Shit. Well. Maybe not, then.

"Er…" she hesitated before sighing "Yeah. Well - no. I haven't."

"It's not completely unheard of," he gave a breezy chuckle "The Pavi doesn't mean to embarrass you, but it is…unique."

"I've been pretty lucky genetically," she replied.

"I can see that," he all but purred.

She could feel the way her face heated up at the comment, and she damn well hated it, looking away as he chuckled.

"But not even something elective, no? A nip here, a tuck there," he gestured here and there to her face as he spoke, the very tips of his fingers brushing her jaw and then her cheek.

"Are you calling me ugly?"

For the slightest second after she said it, she regretted it dearly. Surprise flitted across his 'borrowed' features for just a second, and then he broke out into a grin, letting loose a peal of ringing laughter as he clapped his hands together.

"Never, bella, never. I do have eyes. I'm just a perfectionist, you see? Always finding room for improvement."

Which was incredibly foreboding so far as working with him was concerned.

"Well, I hope my work lives up to your standards," she tried to drag the conversation back to that work, and away from the topic of how aesthetically pleasing her face was.

"From what you've shown me here, I'm sure it will," he slid the sketchpad back onto her lap "Now. Your father."

Something within Zena clamped up tight at his very abrupt, very specific, change of topic…as well as how his demeanour lost just a trace of its flair, his hands ceasing their dramatic gestures at every other word. Shit.

"What of him?"

"He was the subject of a repossession some years ago, was he not?"

The way he asked it all but dared her to lie.

"He was an idiot who smoked his way through two sets of lungs before buying a third that he couldn't afford," impatience crept into her tone, fuelled by her panic "I don't lose sleep over it, and I don't harbour any idiotic resentments towards GeneCo."

Another laugh spilled from him, but this one wasn't quite so high pitched and forced.

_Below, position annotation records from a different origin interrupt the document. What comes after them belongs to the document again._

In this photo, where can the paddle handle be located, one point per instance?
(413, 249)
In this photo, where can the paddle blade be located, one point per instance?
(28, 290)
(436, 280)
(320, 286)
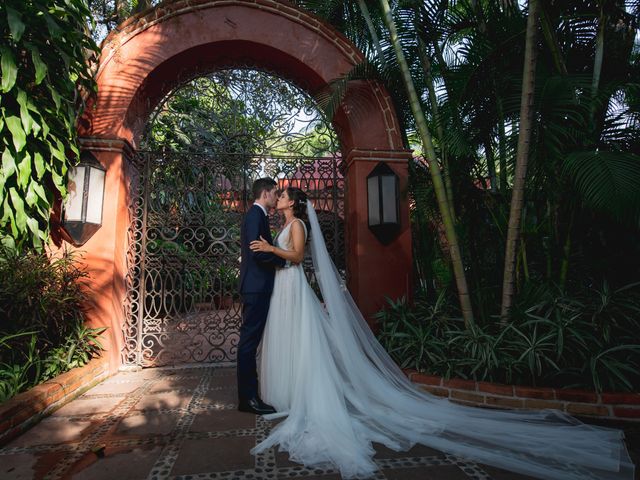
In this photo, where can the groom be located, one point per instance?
(257, 271)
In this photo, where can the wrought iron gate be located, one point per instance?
(186, 209)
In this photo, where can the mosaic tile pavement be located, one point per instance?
(181, 423)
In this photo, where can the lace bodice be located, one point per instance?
(283, 237)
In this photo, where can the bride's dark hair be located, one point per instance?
(299, 204)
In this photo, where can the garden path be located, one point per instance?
(182, 423)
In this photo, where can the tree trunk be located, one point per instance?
(491, 164)
(142, 6)
(502, 145)
(434, 169)
(120, 7)
(433, 99)
(599, 56)
(372, 31)
(522, 157)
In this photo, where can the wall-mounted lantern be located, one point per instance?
(82, 210)
(383, 199)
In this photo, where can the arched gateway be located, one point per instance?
(156, 51)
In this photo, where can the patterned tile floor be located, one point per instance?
(181, 423)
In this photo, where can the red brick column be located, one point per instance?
(104, 253)
(376, 270)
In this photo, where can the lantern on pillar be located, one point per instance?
(383, 203)
(82, 210)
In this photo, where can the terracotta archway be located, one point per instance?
(152, 53)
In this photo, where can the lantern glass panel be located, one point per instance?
(73, 203)
(96, 190)
(389, 211)
(374, 200)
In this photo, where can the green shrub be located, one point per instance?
(587, 340)
(42, 331)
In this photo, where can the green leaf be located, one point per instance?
(18, 136)
(57, 150)
(38, 162)
(31, 197)
(9, 69)
(18, 207)
(41, 67)
(54, 28)
(40, 191)
(56, 97)
(25, 116)
(8, 163)
(16, 25)
(24, 171)
(33, 225)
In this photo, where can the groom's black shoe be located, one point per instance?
(255, 405)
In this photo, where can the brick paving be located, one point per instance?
(182, 423)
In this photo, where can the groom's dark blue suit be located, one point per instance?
(257, 272)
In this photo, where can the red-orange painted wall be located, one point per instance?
(154, 52)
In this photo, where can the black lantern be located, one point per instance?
(384, 203)
(82, 212)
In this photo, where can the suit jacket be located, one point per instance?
(257, 269)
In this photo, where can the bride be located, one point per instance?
(323, 369)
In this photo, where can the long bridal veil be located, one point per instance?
(381, 405)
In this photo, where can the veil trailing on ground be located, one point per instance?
(384, 406)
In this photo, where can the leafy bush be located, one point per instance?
(42, 331)
(587, 340)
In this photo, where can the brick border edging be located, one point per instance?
(27, 408)
(620, 406)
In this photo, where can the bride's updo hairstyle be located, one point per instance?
(299, 203)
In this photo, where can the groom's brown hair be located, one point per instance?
(261, 185)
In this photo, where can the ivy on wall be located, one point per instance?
(46, 53)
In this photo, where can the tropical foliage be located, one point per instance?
(42, 322)
(573, 211)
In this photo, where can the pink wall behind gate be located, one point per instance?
(157, 50)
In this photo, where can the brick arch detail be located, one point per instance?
(152, 53)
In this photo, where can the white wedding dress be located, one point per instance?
(340, 392)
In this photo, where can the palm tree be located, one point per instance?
(524, 139)
(434, 169)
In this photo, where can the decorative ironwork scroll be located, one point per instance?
(205, 145)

No, this one was lower, realer, pittering out into a few quiet chuckles as he eyed her with undisguised delight.

"So cold! So practical. I'm impressed," he tugged on a lock of her hair and she resisted the urge to shrug him off, growing tired of being prodded and petted like she was a cat.

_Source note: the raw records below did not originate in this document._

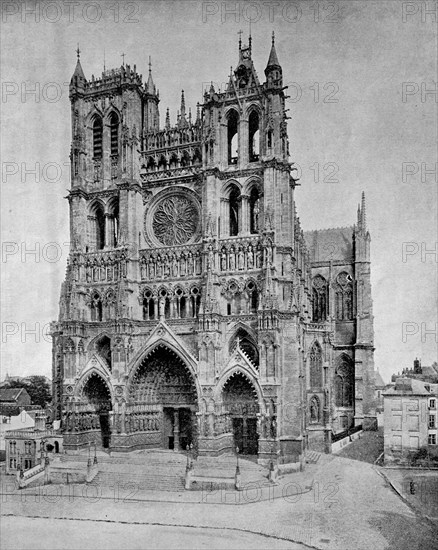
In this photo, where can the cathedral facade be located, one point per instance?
(195, 311)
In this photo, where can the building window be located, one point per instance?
(344, 297)
(97, 138)
(234, 202)
(344, 385)
(96, 308)
(320, 299)
(233, 139)
(114, 134)
(254, 211)
(113, 222)
(254, 137)
(195, 301)
(314, 409)
(103, 348)
(98, 226)
(315, 359)
(148, 306)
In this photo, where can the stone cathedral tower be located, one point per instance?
(195, 310)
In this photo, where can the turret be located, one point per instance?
(78, 80)
(273, 71)
(151, 100)
(182, 120)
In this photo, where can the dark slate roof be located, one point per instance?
(330, 244)
(10, 394)
(408, 386)
(378, 380)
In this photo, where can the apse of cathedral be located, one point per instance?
(195, 312)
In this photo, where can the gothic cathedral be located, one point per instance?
(195, 311)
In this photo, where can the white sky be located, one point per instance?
(366, 49)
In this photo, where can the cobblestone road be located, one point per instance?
(349, 507)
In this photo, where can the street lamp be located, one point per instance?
(189, 448)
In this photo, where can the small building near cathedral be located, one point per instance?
(195, 310)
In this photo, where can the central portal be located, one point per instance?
(177, 428)
(241, 404)
(164, 381)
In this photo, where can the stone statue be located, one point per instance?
(241, 259)
(223, 261)
(250, 258)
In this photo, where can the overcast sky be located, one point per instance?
(361, 119)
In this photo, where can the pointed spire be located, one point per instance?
(273, 59)
(183, 105)
(78, 72)
(363, 217)
(150, 86)
(250, 37)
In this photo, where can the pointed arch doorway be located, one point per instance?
(97, 395)
(163, 382)
(240, 402)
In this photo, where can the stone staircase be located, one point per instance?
(155, 470)
(146, 471)
(312, 457)
(225, 467)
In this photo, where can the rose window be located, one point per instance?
(175, 220)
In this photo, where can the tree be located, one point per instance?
(37, 387)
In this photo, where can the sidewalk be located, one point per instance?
(290, 487)
(422, 495)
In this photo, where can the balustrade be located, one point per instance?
(174, 263)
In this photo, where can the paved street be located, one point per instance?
(351, 506)
(57, 534)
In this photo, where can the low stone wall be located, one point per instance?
(216, 446)
(338, 445)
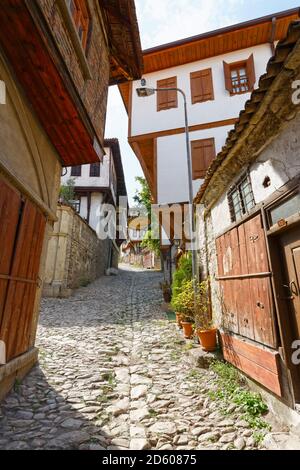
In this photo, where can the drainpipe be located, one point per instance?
(273, 35)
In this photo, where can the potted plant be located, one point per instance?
(181, 275)
(206, 332)
(186, 299)
(166, 290)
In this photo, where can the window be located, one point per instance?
(167, 99)
(202, 88)
(203, 153)
(285, 209)
(95, 169)
(76, 205)
(79, 12)
(76, 170)
(241, 198)
(240, 76)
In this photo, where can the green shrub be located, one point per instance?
(182, 274)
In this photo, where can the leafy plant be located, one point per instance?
(231, 389)
(192, 301)
(183, 273)
(143, 197)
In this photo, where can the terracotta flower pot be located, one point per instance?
(187, 329)
(179, 319)
(208, 339)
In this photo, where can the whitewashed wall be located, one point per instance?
(86, 180)
(95, 214)
(146, 119)
(172, 175)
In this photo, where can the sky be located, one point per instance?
(162, 21)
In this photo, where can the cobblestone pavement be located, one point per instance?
(112, 376)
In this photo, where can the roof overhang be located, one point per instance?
(219, 42)
(126, 60)
(33, 54)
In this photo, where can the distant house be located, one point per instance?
(217, 71)
(249, 233)
(57, 59)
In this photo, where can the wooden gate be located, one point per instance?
(22, 230)
(245, 278)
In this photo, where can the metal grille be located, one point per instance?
(241, 198)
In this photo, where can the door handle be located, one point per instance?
(294, 288)
(290, 297)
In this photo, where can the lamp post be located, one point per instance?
(145, 91)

But she had a feeling the more she showed that it bothered her, the more he'd do it.

"It's common sense," she replied evenly.

"Mmm, modest too - but we can fix that," he said, more to himself than anybody else.

How he intended to do that, she didn't know. Nor did she really want to know. Had GeneCo developed a surgery for arrogance? It wouldn't surprise her. Not that it was needed much on this island. The car was slowing to a stop before she could get much clarification on that score, though, and Pavi's glance moved away from her as he leaned forward to peer at her apartment building through the tinted windows.

"This is where you live?"

"It is," she confirmed, not liking that he knew it.

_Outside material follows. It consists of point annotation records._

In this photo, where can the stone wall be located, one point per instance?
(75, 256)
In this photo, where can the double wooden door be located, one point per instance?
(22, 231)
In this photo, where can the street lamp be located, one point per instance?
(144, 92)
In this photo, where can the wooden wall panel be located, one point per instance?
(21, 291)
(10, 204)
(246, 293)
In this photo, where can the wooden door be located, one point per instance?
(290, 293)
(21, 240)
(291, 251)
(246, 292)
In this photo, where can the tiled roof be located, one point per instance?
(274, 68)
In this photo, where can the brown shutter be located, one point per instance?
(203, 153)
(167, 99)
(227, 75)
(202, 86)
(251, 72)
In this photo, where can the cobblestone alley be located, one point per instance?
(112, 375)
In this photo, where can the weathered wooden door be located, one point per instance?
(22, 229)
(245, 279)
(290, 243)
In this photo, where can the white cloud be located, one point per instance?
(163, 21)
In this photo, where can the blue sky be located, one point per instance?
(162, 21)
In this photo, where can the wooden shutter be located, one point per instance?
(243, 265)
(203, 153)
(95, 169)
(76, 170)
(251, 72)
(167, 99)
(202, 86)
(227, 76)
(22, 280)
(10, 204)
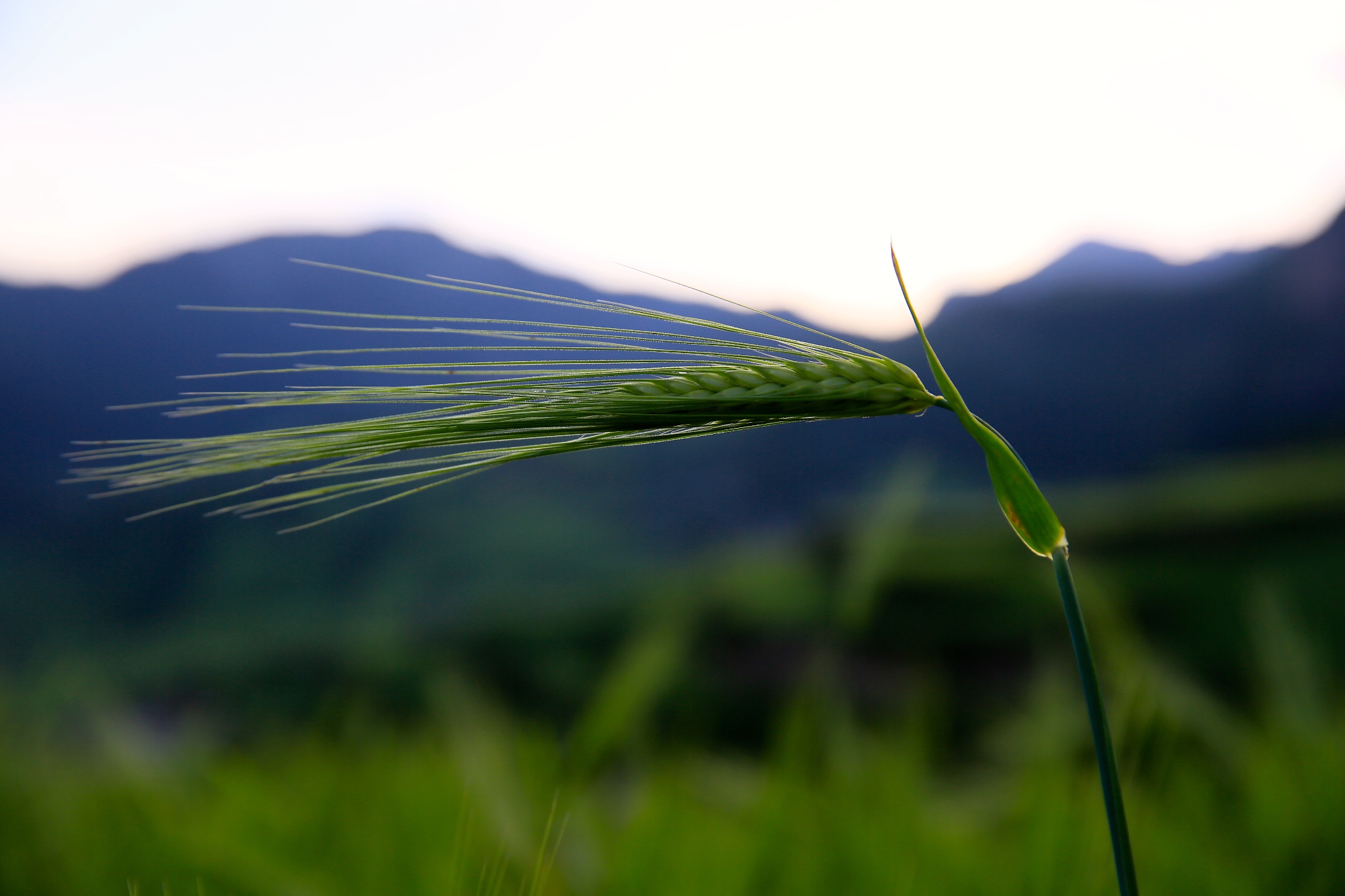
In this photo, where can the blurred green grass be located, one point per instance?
(881, 706)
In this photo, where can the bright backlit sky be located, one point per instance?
(766, 150)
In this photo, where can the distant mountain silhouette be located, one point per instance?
(1105, 363)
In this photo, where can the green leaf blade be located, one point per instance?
(1023, 503)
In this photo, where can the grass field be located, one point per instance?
(888, 757)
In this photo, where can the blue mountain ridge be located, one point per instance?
(1105, 363)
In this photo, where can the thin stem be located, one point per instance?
(1098, 720)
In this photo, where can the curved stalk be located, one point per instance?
(1098, 721)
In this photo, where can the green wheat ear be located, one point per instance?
(569, 387)
(1024, 504)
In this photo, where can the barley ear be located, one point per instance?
(1024, 504)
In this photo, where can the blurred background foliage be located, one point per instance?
(808, 662)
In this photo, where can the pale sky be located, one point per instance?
(763, 150)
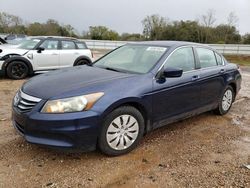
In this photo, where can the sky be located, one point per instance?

"Well," he said, almost sourly "I can see where the modesty comes from. Not-a to worry, bella, by the time we're done here your life will look quite different."

He said it like it was a promise but she took it as a threat.

"Yes. Well. Thank you, Mr Largo," she didn't correct herself this time - it was all the power she had here, and it only earned her an eye-roll for her troubles "For the ride home and for your, uh, patronage."

The lips of the face that wasn't exactly his quirked just slightly upwards when she thanked him for the ride, but by some miracle he kept whatever dirty joke crossed his mind to himself. Zena reached for the handle to open the door, and then flinched when his hand shot out and enclosed around her wrist. The fear showed on her face, there was no way it didn't even if it didn't earn her an amused smile from him as he pulled her hand back as the driver got out of the car and opened the door for her. Pavi tutted at her apparent lack of refinement all the while, even as his smugness showed plainly on his face.

"Buona sera," he said lightly as she climbed out the car, giving him a shaky nod in return.

By some miracle, she managed not to run towards the front door of her building, excruciatingly aware of the eyes on her back right up until she was inside.